0426F2-3505b-374x374.jpgGONE TOO SOON: Joe Martin remembers Rob Hays (pictured) in his FFA Corner article. Hays died in September.

When I started teaching at Tri-County, I had many interactions with Rob — this time as a rival student in FFA competitions. But I had a lot of respect for Rob. He was a bright young man with lots of great leadership potential. I was happy to see him become a section director and then Indiana State FFA Reporter.

I thought a lot of his state officer team. They were a great group and it seemed Rob was the glue that held them together. He may have not been the one who was out front and always at ease on stage, but that’s not what his team needed. They needed him to be exactly what he was, happy to do much of the behind-the-scenes work. He could cheer them up with his trademark deadpan sarcasm or motivate them with a word of encouragement.

Stepping up

He hit his stride when he began teaching agriculture at Warsaw High School. His students looked up to him, physically and figuratively. When I worked with a couple of his students once they became state officers, I could see Rob’s influence. He fit well into his role as an adviser and was able to do great things.

When the state assistant director position came open, I was excited to see Rob apply. He was such a great fit. He hit the ground running. I could tell that he was in his element as a state staff member. He was unique. He was both logistically minded and highly creative and artistic.

It was really a logical transition for him to become executive director when the position opened.

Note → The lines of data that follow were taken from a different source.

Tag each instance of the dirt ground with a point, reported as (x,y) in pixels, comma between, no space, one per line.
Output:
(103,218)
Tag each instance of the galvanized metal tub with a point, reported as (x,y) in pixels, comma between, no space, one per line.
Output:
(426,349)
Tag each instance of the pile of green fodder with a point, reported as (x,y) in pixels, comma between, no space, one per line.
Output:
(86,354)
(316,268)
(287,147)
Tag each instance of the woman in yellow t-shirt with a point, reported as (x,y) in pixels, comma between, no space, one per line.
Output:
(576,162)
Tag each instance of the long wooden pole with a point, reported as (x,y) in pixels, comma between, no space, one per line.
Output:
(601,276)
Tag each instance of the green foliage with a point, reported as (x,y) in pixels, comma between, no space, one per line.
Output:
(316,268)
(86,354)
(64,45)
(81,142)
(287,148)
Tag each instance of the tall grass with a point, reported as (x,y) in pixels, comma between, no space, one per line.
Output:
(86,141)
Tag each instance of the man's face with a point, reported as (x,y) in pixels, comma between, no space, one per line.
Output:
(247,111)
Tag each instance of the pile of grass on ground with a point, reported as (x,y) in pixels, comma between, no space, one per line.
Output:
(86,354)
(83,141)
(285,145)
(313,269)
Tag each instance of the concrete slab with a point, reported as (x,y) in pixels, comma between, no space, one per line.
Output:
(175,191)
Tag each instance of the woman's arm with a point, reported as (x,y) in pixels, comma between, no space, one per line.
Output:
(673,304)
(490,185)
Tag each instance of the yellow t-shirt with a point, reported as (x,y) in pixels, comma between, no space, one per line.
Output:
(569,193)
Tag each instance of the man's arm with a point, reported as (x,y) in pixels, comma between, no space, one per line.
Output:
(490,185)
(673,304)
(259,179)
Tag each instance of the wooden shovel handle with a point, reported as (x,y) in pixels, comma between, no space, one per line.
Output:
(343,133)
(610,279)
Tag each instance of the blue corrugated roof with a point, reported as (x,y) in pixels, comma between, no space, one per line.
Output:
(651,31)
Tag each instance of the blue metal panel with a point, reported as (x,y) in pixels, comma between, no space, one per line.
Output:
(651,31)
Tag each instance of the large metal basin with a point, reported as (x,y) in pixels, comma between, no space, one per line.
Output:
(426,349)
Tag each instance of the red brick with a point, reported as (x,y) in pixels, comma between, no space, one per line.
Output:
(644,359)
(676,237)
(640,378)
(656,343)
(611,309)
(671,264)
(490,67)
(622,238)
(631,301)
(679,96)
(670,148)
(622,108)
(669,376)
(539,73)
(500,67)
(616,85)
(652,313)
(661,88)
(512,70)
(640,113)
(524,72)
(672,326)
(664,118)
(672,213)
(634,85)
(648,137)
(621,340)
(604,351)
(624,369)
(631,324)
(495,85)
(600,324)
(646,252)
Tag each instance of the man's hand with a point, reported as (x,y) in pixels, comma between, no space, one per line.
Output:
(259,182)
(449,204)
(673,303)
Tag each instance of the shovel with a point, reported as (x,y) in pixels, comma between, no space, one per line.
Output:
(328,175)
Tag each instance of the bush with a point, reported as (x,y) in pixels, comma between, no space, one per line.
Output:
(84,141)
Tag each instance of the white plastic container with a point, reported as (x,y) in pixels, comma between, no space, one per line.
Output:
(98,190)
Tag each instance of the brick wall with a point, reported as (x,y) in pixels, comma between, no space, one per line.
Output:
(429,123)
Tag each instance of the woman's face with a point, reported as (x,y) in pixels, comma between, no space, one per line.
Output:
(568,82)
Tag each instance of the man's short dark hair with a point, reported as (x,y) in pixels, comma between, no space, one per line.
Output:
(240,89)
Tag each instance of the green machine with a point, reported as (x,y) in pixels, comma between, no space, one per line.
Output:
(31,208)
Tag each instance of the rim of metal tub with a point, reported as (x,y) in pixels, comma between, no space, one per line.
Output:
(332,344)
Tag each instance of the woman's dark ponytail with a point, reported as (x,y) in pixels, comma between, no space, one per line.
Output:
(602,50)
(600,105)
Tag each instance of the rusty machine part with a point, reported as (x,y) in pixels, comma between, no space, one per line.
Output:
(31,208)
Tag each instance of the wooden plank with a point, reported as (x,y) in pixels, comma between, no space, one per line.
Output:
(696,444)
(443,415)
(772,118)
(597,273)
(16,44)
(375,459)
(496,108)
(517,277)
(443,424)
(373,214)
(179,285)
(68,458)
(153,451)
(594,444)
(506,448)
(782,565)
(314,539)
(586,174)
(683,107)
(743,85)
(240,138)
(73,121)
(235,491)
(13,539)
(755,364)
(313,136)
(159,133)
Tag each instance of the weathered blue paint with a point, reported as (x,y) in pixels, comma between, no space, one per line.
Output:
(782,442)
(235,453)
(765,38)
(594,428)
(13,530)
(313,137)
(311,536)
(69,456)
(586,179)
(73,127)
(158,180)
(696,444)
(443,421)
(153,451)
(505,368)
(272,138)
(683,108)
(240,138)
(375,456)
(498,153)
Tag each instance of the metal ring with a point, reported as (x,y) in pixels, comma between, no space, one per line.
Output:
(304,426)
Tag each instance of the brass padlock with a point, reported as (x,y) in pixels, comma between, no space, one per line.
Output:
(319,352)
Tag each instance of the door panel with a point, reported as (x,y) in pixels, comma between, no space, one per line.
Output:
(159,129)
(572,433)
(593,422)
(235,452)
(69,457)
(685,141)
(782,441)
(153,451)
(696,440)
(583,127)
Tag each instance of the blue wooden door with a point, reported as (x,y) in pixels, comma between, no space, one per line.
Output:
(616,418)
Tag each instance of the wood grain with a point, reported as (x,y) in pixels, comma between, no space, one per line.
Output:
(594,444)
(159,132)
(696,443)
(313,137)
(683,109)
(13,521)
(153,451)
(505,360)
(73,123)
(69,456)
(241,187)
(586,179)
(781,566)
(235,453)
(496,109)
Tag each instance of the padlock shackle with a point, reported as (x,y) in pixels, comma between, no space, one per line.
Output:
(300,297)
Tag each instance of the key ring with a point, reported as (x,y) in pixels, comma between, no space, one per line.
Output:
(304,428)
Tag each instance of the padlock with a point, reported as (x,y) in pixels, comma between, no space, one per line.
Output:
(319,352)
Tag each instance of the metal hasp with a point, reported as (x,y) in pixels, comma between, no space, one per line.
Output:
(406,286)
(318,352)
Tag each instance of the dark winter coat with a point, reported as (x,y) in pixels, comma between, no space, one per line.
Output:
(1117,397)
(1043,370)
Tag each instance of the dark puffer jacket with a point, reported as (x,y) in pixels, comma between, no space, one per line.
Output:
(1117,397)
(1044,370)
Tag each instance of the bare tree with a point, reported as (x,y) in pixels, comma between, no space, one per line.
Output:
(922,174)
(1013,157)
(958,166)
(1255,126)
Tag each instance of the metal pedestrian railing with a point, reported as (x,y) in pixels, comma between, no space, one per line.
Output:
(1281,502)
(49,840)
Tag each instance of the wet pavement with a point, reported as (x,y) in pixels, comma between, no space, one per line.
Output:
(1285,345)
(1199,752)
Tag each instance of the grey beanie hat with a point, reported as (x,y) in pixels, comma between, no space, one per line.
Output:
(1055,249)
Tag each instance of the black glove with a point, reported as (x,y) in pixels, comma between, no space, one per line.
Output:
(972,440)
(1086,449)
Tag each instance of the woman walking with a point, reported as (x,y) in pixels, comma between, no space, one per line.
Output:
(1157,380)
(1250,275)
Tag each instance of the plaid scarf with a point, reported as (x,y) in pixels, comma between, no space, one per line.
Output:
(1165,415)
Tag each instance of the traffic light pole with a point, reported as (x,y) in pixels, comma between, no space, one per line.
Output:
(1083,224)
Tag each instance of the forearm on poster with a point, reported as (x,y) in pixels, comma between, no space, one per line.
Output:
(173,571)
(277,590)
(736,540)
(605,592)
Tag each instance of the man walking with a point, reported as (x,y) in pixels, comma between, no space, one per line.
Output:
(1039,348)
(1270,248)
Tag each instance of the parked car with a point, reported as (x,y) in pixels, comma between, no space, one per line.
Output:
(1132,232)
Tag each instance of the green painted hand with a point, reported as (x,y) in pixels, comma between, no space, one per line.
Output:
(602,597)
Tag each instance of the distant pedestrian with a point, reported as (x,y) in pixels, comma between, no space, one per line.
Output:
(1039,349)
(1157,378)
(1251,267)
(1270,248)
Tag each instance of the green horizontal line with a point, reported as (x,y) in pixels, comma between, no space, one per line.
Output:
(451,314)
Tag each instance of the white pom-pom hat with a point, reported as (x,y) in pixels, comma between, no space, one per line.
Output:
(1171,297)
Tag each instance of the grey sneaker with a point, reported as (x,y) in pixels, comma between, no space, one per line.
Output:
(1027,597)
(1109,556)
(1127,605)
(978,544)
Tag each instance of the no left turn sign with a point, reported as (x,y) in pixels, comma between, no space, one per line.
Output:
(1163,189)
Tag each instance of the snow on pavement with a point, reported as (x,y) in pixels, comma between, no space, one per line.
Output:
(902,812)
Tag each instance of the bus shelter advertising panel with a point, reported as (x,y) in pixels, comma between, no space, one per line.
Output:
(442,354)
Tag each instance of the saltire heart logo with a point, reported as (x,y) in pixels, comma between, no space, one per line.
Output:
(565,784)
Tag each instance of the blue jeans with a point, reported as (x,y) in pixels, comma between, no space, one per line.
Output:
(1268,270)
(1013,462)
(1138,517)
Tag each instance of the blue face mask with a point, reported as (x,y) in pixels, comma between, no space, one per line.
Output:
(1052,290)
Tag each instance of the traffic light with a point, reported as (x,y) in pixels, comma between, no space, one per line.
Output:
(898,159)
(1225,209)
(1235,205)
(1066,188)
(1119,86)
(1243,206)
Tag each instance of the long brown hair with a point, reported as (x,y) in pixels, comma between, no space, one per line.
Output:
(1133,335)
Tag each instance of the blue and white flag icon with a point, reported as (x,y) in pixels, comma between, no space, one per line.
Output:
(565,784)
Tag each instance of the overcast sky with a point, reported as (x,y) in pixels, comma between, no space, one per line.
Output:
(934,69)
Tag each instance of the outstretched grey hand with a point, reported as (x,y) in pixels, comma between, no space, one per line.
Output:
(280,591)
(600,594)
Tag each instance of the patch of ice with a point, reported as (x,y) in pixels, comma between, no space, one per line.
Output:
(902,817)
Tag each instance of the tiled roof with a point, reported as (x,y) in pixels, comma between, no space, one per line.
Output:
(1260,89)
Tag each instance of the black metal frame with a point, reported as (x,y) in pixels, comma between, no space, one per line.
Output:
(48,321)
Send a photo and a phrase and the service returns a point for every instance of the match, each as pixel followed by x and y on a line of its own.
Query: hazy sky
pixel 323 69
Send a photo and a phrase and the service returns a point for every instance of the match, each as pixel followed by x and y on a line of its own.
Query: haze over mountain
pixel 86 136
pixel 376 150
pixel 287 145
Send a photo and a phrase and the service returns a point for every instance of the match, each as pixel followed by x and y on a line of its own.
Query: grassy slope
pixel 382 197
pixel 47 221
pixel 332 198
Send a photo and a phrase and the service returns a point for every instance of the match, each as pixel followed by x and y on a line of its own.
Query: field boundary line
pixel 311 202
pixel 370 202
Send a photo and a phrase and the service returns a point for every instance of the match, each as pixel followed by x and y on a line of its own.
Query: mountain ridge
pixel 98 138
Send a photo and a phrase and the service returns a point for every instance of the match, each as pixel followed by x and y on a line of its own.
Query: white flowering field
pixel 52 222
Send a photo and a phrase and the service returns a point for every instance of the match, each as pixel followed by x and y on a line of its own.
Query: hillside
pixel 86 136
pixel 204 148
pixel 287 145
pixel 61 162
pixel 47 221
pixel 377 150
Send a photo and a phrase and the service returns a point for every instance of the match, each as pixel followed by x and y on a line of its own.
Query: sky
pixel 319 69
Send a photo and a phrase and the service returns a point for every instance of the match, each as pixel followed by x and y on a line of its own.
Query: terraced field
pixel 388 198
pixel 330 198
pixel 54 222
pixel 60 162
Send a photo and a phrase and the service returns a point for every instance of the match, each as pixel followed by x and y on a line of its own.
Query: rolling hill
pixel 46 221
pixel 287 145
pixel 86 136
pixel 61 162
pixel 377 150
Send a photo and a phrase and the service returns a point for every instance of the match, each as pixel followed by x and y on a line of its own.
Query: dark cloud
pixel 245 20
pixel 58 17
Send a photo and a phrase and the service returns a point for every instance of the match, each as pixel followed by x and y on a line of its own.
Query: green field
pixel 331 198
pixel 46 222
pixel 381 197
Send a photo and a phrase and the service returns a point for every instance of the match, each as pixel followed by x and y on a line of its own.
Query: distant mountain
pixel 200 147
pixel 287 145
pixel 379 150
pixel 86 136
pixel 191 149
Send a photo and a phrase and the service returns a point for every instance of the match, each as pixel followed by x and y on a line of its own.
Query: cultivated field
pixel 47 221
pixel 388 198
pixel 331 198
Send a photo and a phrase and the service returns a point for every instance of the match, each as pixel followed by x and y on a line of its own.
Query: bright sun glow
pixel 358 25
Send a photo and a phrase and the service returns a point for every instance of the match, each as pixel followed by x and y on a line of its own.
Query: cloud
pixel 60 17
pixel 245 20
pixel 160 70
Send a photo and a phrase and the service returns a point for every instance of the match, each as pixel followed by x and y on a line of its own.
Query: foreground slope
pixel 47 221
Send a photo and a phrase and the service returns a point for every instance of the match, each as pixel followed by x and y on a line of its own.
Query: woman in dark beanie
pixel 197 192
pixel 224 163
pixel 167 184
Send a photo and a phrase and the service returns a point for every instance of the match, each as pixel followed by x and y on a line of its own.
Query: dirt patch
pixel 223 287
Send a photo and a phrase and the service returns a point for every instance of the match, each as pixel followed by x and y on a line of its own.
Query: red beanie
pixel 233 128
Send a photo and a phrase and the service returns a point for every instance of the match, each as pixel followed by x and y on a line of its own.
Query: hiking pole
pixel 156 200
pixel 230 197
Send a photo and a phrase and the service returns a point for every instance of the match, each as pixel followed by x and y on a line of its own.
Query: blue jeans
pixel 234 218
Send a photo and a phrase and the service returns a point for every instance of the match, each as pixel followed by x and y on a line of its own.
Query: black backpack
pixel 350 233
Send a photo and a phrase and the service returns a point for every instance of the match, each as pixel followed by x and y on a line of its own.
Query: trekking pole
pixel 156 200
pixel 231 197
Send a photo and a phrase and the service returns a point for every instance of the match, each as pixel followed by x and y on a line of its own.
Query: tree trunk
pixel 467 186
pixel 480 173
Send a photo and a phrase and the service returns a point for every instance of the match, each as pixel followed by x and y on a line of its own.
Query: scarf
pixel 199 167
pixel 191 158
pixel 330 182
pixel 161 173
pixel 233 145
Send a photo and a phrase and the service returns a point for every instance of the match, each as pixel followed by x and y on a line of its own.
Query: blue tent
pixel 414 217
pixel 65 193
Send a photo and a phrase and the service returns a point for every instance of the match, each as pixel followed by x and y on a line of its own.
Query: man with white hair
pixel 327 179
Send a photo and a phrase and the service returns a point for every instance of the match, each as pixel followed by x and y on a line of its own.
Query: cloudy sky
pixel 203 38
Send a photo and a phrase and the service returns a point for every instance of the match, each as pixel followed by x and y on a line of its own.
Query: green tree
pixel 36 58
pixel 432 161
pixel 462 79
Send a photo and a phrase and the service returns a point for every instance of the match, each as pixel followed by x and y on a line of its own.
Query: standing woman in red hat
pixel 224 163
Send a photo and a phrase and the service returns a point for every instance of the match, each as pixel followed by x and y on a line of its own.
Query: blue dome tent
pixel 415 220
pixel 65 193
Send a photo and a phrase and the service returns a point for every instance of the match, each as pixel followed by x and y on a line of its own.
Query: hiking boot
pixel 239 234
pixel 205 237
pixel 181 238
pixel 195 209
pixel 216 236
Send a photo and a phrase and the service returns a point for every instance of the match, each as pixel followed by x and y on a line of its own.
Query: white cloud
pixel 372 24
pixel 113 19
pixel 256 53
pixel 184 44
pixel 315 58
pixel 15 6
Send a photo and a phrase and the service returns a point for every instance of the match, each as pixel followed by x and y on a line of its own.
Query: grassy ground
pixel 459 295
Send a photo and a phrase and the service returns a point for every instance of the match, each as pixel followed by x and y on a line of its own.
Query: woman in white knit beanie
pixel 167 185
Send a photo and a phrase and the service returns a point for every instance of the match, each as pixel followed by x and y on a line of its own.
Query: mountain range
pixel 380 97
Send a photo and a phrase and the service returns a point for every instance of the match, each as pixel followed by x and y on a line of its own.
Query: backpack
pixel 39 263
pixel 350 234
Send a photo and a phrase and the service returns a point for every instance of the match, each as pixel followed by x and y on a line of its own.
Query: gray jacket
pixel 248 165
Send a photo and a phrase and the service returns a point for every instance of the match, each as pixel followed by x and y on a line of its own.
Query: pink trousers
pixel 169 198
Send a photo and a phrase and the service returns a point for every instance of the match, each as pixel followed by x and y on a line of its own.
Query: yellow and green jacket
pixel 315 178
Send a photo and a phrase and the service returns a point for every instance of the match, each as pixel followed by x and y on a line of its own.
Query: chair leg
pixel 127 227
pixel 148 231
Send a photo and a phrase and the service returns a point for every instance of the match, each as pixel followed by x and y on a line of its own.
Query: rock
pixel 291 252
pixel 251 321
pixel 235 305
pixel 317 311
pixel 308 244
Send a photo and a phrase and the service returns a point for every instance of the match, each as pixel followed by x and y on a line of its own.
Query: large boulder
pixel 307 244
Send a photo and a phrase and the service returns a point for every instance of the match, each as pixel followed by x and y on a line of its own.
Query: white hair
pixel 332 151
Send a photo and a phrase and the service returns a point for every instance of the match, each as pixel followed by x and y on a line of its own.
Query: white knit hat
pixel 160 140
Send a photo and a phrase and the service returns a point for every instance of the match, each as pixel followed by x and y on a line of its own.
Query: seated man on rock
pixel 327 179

His compassion, knowledge, skill and drive made him the perfect fit. The only disappointment I have is that I won’t able to see where he would have taken this organization next.

I miss Rob’s dry sense of humor, the creativity he brought to everything, how thoughtful he was when working with the officers and staff, his rolled-up sleeves that you knew meant he was ready to work, his ability to look at a problem and immediately see a solution, the smile and witty remark he had no matter how tired he was. I miss Rob.

I hope he knows how much of a lifesaver he was to all of us in Indiana FFA. Thank you, Rob, for being the real you.

Martin is program specialist with Indiana FFA.